Compte tenu des difficultés rencontrées par M. X, né en 1960, à la suite de son licenciement qui n’a retrouvé que des emplois seulement précaires et moins bien rémunérés après avoir bénéficié des indemnités de chômage pendant plusieurs mois, le montant des dommages et intérêts pour licenciement sans cause réelle et sérieuse sera évalué à 30 500 euros.
Les circonstances ne caractérisent aucun abus justifiant l’octroi de dommages et intérêts complémentaires.
La somme précisée au dispositif sera allouée au titre de l’article 700 du code de procédure civile.
PAR CES MOTIFS
LA COUR
Confirme le jugement entrepris sauf en celles de ses dispositions ayant débouté M. X de sa demande de rappel de salaire, évalué à 36 000 euros le montant des dommages et intérêts pour licenciement sans cause réelle et sérieuse et mis le CGEA hors de cause.
Et statuant à nouveau sur les chefs infirmés,
Fixe la créance de M. X sur le passif de la SAS Biscuiterie Jeannette aux sommes de 27 466,45 euros pour rappel de salaire et 2 746,64 euros pour congés payés y afférents.
Fixe la créance de M. X sur le passif de la SARL Biscuiterie Jeannette à la somme de 30 500 euros à titre de dommages et intérêts pour licenciement sans cause réelle et sérieuse.
Condamne Maître Y es qualités de liquidateur des sociétés SAS Biscuiterie Jeannette et SARL Biscuiterie Jeannette 1850 à remettre à M. X dans le délai d’un mois à compter de la notification du présent arrêt et sous astreinte de 25 euros pas document et par jour de retard passé ce délai, ce pendant 4 mois, des bulletins de salaire, un certificat de travail et une attestation destinée à Pôle emploi conformes.
Réserve à la Cour la liquidation de l’astreinte.
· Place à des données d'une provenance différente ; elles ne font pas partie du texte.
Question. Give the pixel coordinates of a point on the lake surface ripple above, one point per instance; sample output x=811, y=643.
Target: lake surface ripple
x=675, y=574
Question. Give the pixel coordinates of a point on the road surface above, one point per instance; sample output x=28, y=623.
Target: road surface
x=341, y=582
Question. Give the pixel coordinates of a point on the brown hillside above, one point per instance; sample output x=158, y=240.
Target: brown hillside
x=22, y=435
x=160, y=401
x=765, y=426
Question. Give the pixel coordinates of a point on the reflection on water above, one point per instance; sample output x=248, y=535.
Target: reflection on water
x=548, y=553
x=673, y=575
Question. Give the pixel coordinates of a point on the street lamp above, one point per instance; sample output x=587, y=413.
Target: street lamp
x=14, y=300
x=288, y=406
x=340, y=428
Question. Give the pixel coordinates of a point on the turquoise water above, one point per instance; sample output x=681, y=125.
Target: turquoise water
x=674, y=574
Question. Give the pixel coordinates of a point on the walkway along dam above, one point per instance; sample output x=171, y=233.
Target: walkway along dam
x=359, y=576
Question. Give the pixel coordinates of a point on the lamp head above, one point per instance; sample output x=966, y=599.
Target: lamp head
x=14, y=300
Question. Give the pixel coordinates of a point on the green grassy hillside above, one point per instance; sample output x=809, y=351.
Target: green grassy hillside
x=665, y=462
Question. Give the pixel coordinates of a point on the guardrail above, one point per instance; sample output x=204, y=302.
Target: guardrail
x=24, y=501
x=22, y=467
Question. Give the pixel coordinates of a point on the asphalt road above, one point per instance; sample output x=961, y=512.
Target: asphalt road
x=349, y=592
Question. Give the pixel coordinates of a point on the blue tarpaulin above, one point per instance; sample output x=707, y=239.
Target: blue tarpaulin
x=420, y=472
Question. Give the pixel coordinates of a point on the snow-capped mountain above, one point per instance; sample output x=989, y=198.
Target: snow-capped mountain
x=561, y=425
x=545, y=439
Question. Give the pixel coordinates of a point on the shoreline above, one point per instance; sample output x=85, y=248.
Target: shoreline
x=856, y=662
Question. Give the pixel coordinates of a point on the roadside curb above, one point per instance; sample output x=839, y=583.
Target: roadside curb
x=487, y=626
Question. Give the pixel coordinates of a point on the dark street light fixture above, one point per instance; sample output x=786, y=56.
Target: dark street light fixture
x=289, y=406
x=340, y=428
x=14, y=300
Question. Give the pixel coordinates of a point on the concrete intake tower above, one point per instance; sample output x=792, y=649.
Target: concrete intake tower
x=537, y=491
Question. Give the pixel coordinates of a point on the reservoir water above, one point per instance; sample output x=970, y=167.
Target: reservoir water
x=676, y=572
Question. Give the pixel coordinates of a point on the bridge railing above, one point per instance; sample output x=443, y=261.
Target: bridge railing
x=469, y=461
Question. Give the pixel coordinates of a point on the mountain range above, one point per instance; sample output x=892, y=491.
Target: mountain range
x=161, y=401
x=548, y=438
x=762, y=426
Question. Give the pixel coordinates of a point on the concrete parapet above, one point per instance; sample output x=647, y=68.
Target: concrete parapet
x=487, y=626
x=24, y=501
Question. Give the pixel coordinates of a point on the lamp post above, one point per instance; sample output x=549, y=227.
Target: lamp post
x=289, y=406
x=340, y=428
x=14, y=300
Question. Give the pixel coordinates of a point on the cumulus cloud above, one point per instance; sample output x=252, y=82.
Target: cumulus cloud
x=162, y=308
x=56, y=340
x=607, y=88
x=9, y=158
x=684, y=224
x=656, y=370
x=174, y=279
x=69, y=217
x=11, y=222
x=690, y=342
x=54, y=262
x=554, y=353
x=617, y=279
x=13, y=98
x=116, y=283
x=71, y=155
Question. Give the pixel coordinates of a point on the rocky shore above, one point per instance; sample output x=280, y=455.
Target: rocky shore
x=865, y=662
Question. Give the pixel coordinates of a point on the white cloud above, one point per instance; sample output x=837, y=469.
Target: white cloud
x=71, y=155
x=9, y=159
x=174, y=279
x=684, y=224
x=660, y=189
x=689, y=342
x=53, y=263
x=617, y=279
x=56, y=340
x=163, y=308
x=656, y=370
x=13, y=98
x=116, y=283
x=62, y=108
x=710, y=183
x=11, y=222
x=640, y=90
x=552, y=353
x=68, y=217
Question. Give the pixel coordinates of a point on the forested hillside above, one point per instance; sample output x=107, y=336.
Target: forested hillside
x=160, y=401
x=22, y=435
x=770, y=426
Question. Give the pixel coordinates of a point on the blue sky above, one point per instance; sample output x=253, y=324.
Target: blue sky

Déclare l’AGS-CGEA de Rouen tenue à garantie dans les termes des articles L 3253-8 et suivants du code du travail, en l’absence de fonds disponibles, ces limites n’incluant pas la condamnation à l’article 700 du code de procédure civile ni l’astreinte.
Condamne Maître Y es qualités de liquidateur de la SAS Biscuiterie Jeannette à payer à M. X la somme de 1 000 euros au titre de l’article 700 du code de procédure civile.
.Condamne Maître Y es qualités de liquidateur des sociétés SAS Biscuiterie Jeannette et SARL Biscuiterie Jeannette 1850 aux dépens de première instance et d’appel.